Many theorists, including myself [and let me emphasize that I am not a huge proponent of supersymmetry, though I have worked on it and do view it as a serious contender as a theory of nature] have been saying for years that the main search strategies planned at the LHC would be insufficient to cover large regions of the supersymmetric continent. Important papers on this subject go back into the 1990s and a good chunk of the last decade. Here is the point. The bulk of the search strategy used at the LHC to find supersymmetry rests upon three assumptions.

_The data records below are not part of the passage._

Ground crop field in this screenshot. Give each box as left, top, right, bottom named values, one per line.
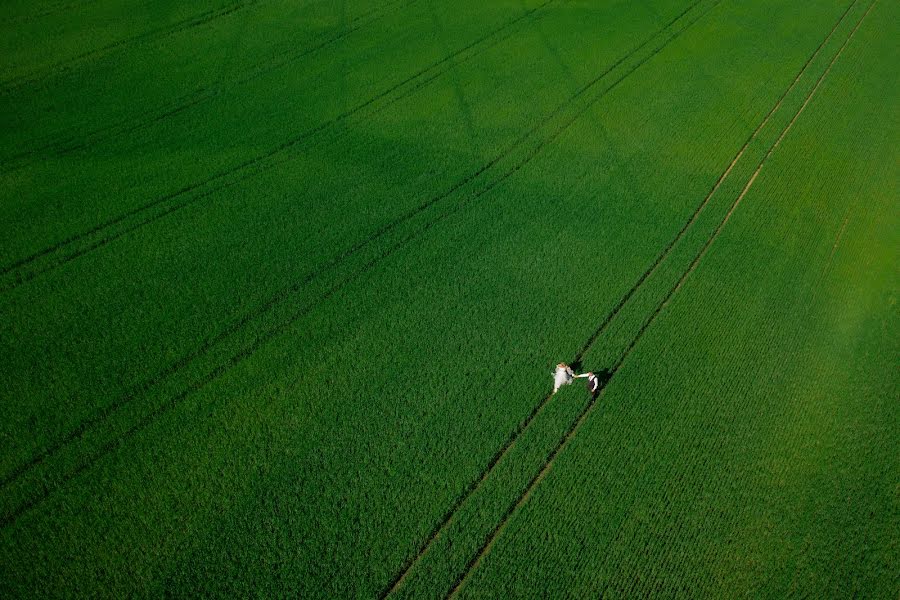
left=0, top=0, right=897, bottom=596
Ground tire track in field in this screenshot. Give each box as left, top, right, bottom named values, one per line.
left=0, top=0, right=693, bottom=494
left=382, top=0, right=861, bottom=593
left=0, top=0, right=556, bottom=292
left=827, top=210, right=852, bottom=264
left=0, top=1, right=260, bottom=94
left=0, top=0, right=561, bottom=491
left=0, top=0, right=414, bottom=174
left=0, top=0, right=711, bottom=527
left=445, top=3, right=875, bottom=594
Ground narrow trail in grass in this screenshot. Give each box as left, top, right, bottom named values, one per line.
left=0, top=0, right=416, bottom=175
left=0, top=0, right=261, bottom=93
left=380, top=0, right=862, bottom=594
left=0, top=0, right=558, bottom=291
left=0, top=0, right=709, bottom=491
left=445, top=3, right=876, bottom=594
left=828, top=211, right=852, bottom=262
left=0, top=0, right=713, bottom=529
left=571, top=0, right=859, bottom=361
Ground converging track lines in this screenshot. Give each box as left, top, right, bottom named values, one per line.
left=0, top=0, right=709, bottom=529
left=380, top=0, right=728, bottom=595
left=0, top=0, right=566, bottom=492
left=574, top=0, right=860, bottom=362
left=445, top=1, right=875, bottom=595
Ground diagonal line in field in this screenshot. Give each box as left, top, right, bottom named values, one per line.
left=0, top=0, right=702, bottom=493
left=0, top=0, right=417, bottom=175
left=828, top=212, right=852, bottom=263
left=608, top=0, right=873, bottom=376
left=0, top=0, right=713, bottom=529
left=445, top=2, right=876, bottom=595
left=0, top=1, right=261, bottom=93
left=572, top=0, right=860, bottom=361
left=379, top=1, right=732, bottom=596
left=390, top=0, right=862, bottom=591
left=0, top=0, right=557, bottom=290
left=0, top=0, right=559, bottom=491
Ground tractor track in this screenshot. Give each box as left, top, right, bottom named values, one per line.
left=379, top=0, right=815, bottom=592
left=0, top=0, right=712, bottom=527
left=827, top=210, right=852, bottom=264
left=0, top=0, right=260, bottom=94
left=0, top=0, right=557, bottom=291
left=0, top=0, right=705, bottom=492
left=445, top=2, right=874, bottom=594
left=381, top=0, right=861, bottom=592
left=0, top=0, right=414, bottom=174
left=573, top=0, right=859, bottom=360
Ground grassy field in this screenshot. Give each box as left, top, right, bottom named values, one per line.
left=1, top=0, right=897, bottom=597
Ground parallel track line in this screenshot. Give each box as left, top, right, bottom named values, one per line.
left=379, top=1, right=730, bottom=595
left=445, top=3, right=874, bottom=594
left=0, top=0, right=711, bottom=527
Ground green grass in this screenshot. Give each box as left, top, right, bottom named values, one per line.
left=0, top=0, right=896, bottom=597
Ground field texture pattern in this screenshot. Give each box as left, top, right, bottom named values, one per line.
left=0, top=0, right=897, bottom=597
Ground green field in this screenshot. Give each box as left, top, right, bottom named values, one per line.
left=1, top=0, right=897, bottom=596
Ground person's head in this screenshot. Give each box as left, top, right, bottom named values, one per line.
left=557, top=362, right=566, bottom=369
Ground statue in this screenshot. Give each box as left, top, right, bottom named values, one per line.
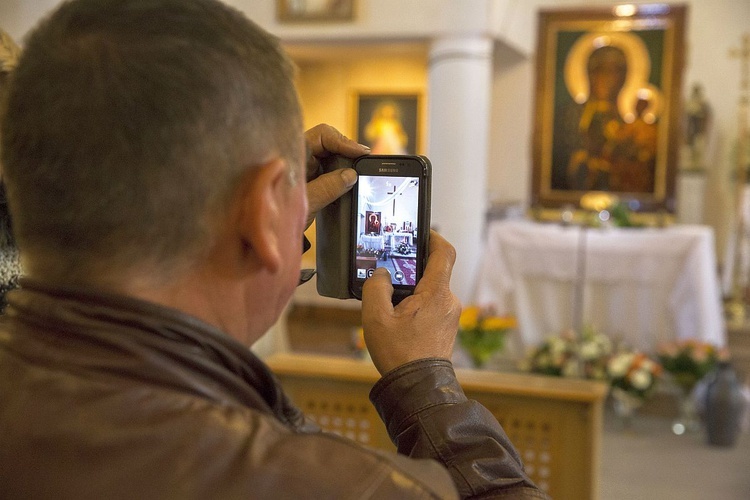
left=684, top=83, right=712, bottom=170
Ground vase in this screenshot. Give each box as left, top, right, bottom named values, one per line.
left=672, top=387, right=701, bottom=435
left=458, top=330, right=507, bottom=370
left=611, top=388, right=643, bottom=430
left=465, top=346, right=506, bottom=370
left=703, top=361, right=747, bottom=447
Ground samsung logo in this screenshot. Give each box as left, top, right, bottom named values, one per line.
left=378, top=167, right=399, bottom=173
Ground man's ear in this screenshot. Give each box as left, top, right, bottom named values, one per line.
left=234, top=158, right=289, bottom=274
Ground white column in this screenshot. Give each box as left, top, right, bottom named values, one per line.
left=428, top=36, right=493, bottom=302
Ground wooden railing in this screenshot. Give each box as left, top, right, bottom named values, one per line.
left=266, top=353, right=608, bottom=500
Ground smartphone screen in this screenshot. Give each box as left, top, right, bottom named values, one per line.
left=350, top=155, right=431, bottom=302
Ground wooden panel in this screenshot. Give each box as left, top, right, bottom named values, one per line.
left=278, top=375, right=394, bottom=451
left=472, top=391, right=602, bottom=499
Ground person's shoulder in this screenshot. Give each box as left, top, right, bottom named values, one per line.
left=130, top=390, right=459, bottom=498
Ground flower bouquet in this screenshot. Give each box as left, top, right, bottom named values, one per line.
left=521, top=329, right=663, bottom=429
left=518, top=326, right=612, bottom=381
left=607, top=349, right=662, bottom=427
left=395, top=242, right=410, bottom=255
left=457, top=306, right=516, bottom=368
left=608, top=350, right=662, bottom=399
left=656, top=340, right=729, bottom=434
left=356, top=245, right=385, bottom=259
left=656, top=340, right=728, bottom=394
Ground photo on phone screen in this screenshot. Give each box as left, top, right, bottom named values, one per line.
left=354, top=174, right=420, bottom=285
left=349, top=155, right=431, bottom=301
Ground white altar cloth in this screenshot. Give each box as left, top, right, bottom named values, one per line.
left=360, top=234, right=384, bottom=250
left=473, top=220, right=726, bottom=352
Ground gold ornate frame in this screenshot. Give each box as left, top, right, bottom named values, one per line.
left=531, top=5, right=687, bottom=214
left=277, top=0, right=354, bottom=22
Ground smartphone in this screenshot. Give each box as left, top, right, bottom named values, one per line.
left=349, top=155, right=431, bottom=304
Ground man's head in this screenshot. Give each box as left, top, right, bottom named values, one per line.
left=1, top=0, right=305, bottom=287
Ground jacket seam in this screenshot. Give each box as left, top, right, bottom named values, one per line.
left=393, top=401, right=457, bottom=437
left=372, top=359, right=452, bottom=398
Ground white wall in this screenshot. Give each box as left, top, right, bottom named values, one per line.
left=0, top=0, right=61, bottom=41
left=682, top=0, right=750, bottom=264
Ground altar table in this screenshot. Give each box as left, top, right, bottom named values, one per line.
left=360, top=234, right=384, bottom=250
left=473, top=220, right=726, bottom=352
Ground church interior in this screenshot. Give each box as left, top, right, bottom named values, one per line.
left=2, top=0, right=750, bottom=498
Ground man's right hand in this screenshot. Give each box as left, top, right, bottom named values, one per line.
left=361, top=231, right=462, bottom=375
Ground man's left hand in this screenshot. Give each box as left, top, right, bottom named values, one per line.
left=304, top=124, right=369, bottom=228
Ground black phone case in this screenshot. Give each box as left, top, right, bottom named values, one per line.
left=348, top=155, right=431, bottom=305
left=316, top=155, right=431, bottom=304
left=315, top=155, right=356, bottom=299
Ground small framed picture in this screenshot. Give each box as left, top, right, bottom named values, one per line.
left=351, top=92, right=423, bottom=155
left=277, top=0, right=354, bottom=23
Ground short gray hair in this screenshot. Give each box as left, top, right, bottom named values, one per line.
left=1, top=0, right=303, bottom=284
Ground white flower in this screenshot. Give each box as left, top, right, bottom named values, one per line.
left=548, top=337, right=567, bottom=355
left=562, top=359, right=581, bottom=378
left=608, top=353, right=634, bottom=378
left=630, top=369, right=652, bottom=390
left=596, top=335, right=613, bottom=353
left=579, top=341, right=600, bottom=360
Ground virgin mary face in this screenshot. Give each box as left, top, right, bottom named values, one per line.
left=587, top=46, right=627, bottom=101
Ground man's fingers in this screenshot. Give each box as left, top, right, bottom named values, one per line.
left=414, top=230, right=456, bottom=294
left=306, top=168, right=357, bottom=215
left=306, top=123, right=370, bottom=159
left=361, top=268, right=394, bottom=318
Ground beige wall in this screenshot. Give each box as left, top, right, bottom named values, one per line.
left=683, top=0, right=750, bottom=269
left=294, top=54, right=428, bottom=143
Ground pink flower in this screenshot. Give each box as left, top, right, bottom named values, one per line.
left=657, top=342, right=678, bottom=357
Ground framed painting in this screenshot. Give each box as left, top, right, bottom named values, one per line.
left=351, top=92, right=423, bottom=155
left=276, top=0, right=354, bottom=23
left=530, top=4, right=687, bottom=214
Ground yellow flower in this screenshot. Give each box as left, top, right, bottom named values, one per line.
left=459, top=306, right=481, bottom=330
left=480, top=316, right=517, bottom=331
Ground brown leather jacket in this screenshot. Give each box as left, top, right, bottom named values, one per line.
left=0, top=281, right=547, bottom=499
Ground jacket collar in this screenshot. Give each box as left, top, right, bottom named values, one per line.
left=5, top=279, right=305, bottom=426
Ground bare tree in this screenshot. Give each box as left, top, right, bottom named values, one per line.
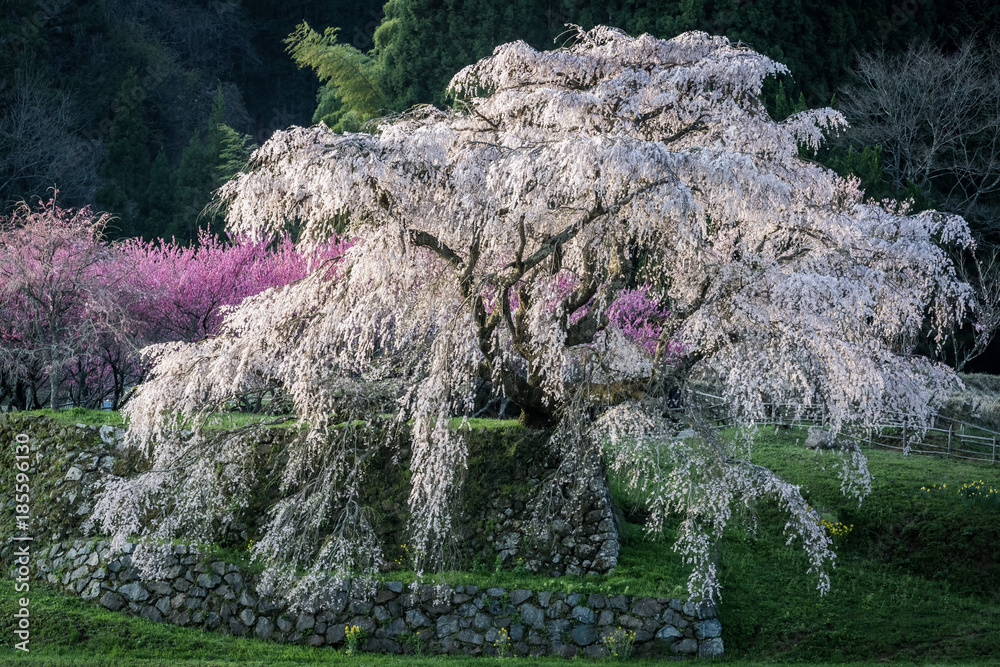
left=841, top=41, right=1000, bottom=232
left=950, top=246, right=1000, bottom=371
left=0, top=64, right=100, bottom=212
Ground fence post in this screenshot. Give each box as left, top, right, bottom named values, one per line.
left=947, top=424, right=952, bottom=459
left=993, top=437, right=996, bottom=465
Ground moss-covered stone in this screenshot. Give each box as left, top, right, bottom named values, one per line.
left=1, top=413, right=619, bottom=577
left=1, top=414, right=126, bottom=558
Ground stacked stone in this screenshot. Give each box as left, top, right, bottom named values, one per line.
left=8, top=415, right=722, bottom=659
left=35, top=539, right=723, bottom=659
left=0, top=417, right=125, bottom=562
left=483, top=483, right=619, bottom=578
left=469, top=441, right=620, bottom=578
left=2, top=415, right=622, bottom=578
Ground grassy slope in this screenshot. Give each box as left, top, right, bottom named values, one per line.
left=718, top=426, right=1000, bottom=663
left=3, top=412, right=1000, bottom=664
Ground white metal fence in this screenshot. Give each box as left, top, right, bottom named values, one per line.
left=687, top=390, right=1000, bottom=465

- in any process, the number of superpartners can only change by an even number;
- the lightest superpartner [which is stable, by assumption 1] is a superpartner of a particle we know (and therefore, to avoid conflict with other data, an undetectable neutralino or sneutrino);
- the superpartners that are affected by the strong nuclear force are significantly heavier than the other superpartners of known particles.
These assumptions are not unreasonable, and there are strong arguments in their favor, especially for assumption 1 and to a degree assumption 3 (described here). But we must keep in mind that if we relax any one of those assumptions, the limits on supersymmetry from current LHC data become much weaker. If you want to read more details about how this works, you can click here, though you will find it useful to read today’s article first unless you already know a lot about the subject. Or click on the figure below (taken from this post, which also explains why these assumptions are often made) to understand how these assumptions lead to the prediction of “jets and missing energy” on which the most powerful search strategies — including the ones we’ll hear about at this week’s conference in Mumbai — are all based.
So until you hear a consensus building, you should be cautious in making too much of statements that supersymmetry, as a part of nature and a solution to the hierarchy problem, is in serious trouble. The truth is that certain variants of supersymmetry — ones based on certain assumptions that might be wrong — are indeed strongly constrained by current data. Others, simply put, are not. In short, we have a long way to go.